7.4 Leakage and the case for parcel weighting on count measures

One honest limitation deserves direct statement. Approximately 3,032 households (about 2.8% of the county total) sit in parcels whose centroids fall outside any civic association boundary. These households contribute to the block-group totals but are not allocated to any association under the parcel method. The parcel approach therefore slightly underestimates total households compared with the area-weighted method, which allocates every square metre of a block group to some association.

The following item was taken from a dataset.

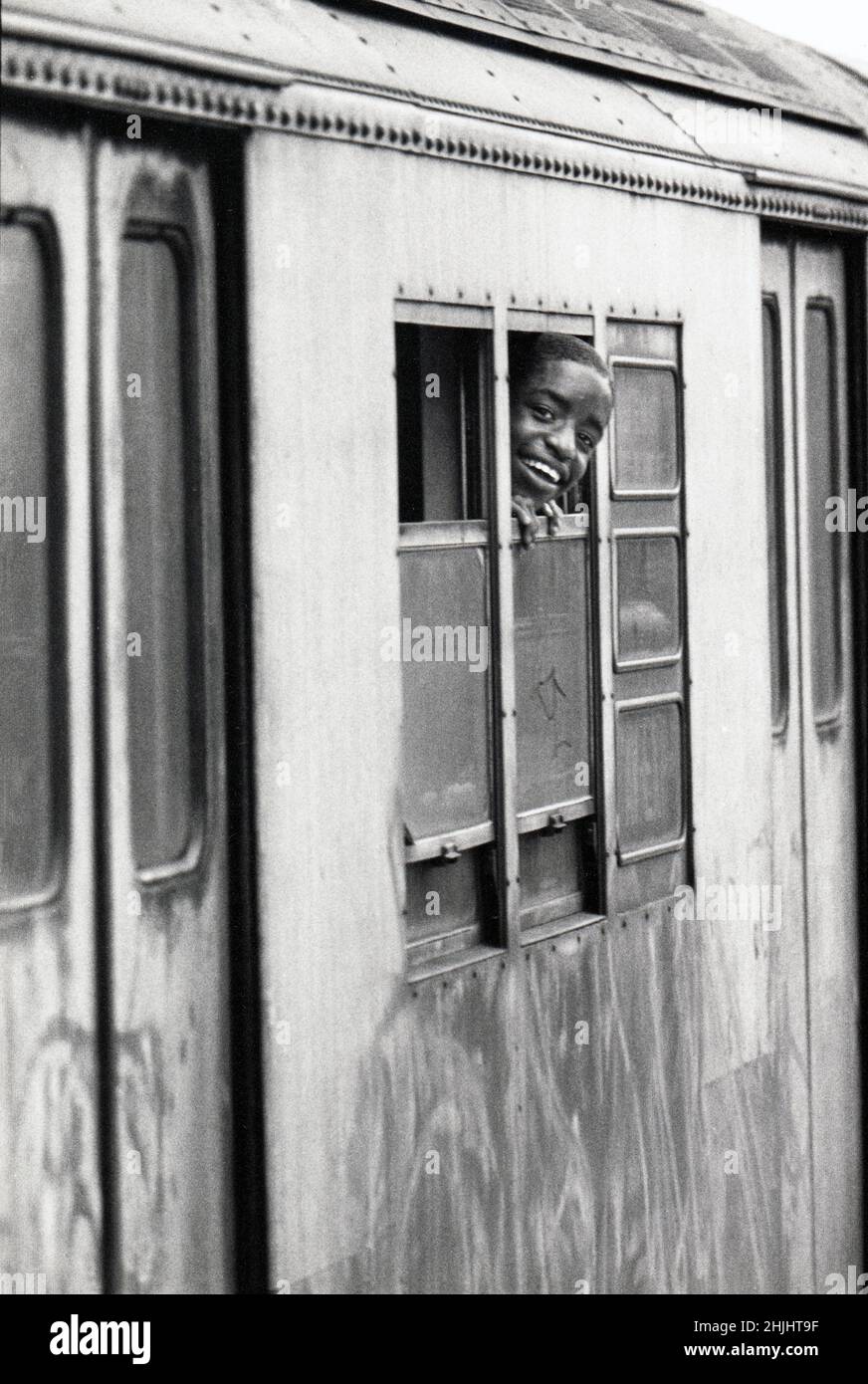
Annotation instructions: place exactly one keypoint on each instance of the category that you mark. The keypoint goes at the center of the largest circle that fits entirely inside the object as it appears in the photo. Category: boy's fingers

Analysts using this method for official estimates should be aware of this leakage and decide whether to redistribute orphaned parcels to the nearest association or treat them as a separate “unassigned” category.

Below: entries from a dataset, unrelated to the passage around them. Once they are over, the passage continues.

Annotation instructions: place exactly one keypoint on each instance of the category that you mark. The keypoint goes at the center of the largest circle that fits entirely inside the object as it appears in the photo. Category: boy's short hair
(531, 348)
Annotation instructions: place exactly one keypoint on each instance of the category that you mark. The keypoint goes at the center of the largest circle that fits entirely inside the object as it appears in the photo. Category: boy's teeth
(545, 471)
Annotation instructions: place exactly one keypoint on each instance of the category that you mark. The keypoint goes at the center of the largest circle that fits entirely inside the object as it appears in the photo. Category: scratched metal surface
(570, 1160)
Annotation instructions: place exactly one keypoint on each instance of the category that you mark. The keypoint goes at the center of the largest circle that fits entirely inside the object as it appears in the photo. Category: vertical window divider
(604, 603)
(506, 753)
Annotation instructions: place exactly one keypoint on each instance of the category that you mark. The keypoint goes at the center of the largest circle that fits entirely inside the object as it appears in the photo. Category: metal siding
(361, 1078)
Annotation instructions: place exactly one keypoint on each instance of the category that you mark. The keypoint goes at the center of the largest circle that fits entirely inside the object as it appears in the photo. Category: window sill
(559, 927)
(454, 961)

For mean income, which is what this guide measures, the 2.8% household leakage has a negligible effect on the ratio. For count measures (total population, total housing units), the answer is different. Dasymetric and parcel-based redistribution earn their keep precisely when the placement of housing within a block group drives the allocation of counts across target boundaries. If you want to know how many housing units fall within a specific civic association’s polygon, point-in-polygon counting on the parcel layer is more accurate than area weighting; the difference can be substantial in associations with compact boundaries or with multifamily buildings near their edges.

The natural next step in this direction is household-size weighting: single-family and multifamily units have systematically different average household sizes, and a redistribution that treats all units as interchangeable conflates these. The sdc-redistribute package’s redistribute_parcel_pums_adj function implements this extension by drawing on Public Use Microdata Sample (PUMS) household-size distributions, stratified by unit type, to weight single-family parcels differently from multifamily ones. Applying that method to Arlington’s MHUD data, and assessing whether the household-size correction changes the civic-association estimates meaningfully, is a planned extension of this work.

For the income analysis in this guide, the two methods are interchangeable in practice. The parcel approach is presented here to establish the infrastructure and to make a broader point: method choice matters most when the variable in question is a count and when housing is unevenly distributed within source units. When the variable is a smooth intensive measure like mean income, and when the redistribution is operating at the block-group-to-neighbourhood scale, area weighting and parcel weighting converge.